For a while I puzzled about the point of this particular security feature. If I was a bad person who had stolen this car - a bit unlikely considering the state it is in - and who cared about the date and time shown on the radio - all I would have to do is fish the manual out of the glove compartment and do the business. While if I was a good person who sold the car, as like as not the manual would go missing. So what would the new owner do? While if I was a good person who was changing his battery, why add in this extra step? So, all in all, why bother at all with a security code?

Then it dawned on me that one was not supposed to keep the user manual in the car, where it might, just occasionally, come in handy. You were supposed to keep it in a safe place at home. Then when you wanted it, you had to get home. You had to remember where that safe place was. And so on and so forth.

Maybe when we get around to getting a new car, the engineers will have got around to including a small battery with the clock which keeps it ticking over while the battery is changed. Something that the engineers who built our central heating control unit thought of many years ago.

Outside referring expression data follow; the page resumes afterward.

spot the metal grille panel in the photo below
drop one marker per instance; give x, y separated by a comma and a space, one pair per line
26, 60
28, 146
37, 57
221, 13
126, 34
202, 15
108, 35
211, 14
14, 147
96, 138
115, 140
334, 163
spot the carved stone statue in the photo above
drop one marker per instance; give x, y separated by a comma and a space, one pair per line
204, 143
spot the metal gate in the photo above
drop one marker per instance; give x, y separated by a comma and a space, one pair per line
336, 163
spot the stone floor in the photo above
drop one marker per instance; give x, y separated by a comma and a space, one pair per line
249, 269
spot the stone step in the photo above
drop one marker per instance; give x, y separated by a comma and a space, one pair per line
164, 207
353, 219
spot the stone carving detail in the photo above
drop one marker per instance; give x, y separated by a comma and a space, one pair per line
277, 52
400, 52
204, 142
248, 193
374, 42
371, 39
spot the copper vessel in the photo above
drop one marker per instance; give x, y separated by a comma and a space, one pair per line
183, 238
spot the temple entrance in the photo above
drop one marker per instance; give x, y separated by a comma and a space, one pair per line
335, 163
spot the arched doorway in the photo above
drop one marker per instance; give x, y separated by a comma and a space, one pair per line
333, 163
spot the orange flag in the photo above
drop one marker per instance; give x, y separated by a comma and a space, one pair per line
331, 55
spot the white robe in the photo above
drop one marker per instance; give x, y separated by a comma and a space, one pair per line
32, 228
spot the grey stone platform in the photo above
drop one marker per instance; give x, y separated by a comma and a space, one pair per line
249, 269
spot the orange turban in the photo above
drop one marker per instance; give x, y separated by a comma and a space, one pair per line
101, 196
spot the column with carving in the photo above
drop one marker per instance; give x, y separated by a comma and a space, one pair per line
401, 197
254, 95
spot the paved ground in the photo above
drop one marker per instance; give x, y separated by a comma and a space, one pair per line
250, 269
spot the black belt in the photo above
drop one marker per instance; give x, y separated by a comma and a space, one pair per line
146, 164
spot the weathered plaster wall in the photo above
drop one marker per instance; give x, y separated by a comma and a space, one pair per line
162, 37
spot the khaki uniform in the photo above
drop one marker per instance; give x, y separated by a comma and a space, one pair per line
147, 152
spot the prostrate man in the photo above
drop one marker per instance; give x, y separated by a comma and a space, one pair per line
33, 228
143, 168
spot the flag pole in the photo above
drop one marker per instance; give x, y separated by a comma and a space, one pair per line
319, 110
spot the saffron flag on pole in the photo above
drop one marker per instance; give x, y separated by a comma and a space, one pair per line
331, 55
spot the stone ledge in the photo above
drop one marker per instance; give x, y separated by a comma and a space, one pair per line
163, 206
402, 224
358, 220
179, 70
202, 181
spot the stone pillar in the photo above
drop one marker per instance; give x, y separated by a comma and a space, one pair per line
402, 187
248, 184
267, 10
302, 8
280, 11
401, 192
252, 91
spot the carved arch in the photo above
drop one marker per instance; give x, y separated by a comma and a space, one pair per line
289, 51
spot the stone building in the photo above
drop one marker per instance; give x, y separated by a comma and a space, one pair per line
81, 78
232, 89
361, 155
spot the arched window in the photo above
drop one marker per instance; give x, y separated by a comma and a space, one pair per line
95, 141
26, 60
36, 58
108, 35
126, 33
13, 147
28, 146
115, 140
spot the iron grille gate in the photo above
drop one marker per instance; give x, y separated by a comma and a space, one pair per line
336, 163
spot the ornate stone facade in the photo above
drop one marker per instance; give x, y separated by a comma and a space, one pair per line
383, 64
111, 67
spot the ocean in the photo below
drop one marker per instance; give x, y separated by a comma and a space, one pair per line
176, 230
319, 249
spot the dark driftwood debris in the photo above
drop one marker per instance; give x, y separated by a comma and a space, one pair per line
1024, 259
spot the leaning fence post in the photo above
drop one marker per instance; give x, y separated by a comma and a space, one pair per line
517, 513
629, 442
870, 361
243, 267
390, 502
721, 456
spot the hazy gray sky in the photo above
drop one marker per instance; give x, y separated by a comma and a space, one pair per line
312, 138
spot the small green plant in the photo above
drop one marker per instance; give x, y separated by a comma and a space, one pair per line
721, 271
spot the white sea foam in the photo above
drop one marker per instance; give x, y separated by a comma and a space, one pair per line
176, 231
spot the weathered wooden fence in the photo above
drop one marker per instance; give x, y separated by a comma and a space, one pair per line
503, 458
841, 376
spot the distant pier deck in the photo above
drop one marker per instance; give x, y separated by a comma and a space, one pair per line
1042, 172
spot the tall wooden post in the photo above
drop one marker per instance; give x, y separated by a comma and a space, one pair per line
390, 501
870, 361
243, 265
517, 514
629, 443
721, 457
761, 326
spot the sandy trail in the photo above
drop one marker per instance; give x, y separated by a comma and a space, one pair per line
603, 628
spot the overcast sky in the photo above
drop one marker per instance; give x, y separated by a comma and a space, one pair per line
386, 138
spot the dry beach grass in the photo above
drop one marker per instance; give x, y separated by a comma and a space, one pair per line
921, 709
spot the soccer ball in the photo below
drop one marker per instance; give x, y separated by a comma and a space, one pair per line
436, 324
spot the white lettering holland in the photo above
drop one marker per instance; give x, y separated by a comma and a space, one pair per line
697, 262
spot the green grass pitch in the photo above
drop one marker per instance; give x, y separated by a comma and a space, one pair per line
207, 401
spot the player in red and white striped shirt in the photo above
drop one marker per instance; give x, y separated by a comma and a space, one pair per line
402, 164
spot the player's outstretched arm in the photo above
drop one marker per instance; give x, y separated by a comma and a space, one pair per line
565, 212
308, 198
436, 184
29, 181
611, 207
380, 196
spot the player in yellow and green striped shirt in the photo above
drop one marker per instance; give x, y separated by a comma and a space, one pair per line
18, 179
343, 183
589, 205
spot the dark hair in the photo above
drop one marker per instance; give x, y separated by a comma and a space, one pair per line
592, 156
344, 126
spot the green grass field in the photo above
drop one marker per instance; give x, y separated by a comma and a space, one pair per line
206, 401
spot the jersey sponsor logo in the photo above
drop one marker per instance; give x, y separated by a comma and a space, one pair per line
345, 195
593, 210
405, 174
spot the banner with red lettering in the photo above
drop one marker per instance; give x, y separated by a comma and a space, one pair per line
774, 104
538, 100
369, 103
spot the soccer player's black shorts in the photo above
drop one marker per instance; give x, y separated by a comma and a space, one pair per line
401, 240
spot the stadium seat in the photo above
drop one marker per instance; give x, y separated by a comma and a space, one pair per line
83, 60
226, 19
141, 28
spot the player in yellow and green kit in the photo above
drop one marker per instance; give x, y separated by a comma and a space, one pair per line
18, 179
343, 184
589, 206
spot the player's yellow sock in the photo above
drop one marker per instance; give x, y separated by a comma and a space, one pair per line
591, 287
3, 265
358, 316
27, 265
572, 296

PS1: BH and I are each responsible for one of the two dents in the back bumper, tributes to the absence of the rear view radar that you get in a proper car. And one is a memento of capturing a Wellingtonia on the outskirts of Ashstead. But at least with one each we can't moan about them. And given that the back bumper is plastic (or perhaps fibre glass), no pressing need to repair it.

PS 2: I might also say that the combination of the Civil Service Insurance Society, Green Flag, the National Rescue Group and Epsom Autos served us well. National Rescue had a man with a van at our door within an hour and a half of our call to Green Flag. The man got the car started in minutes using a hand held contraption about the same size as a packet of Rich Tea biscuits. While Epsom Autos had replaced the worn out battery by the close of play.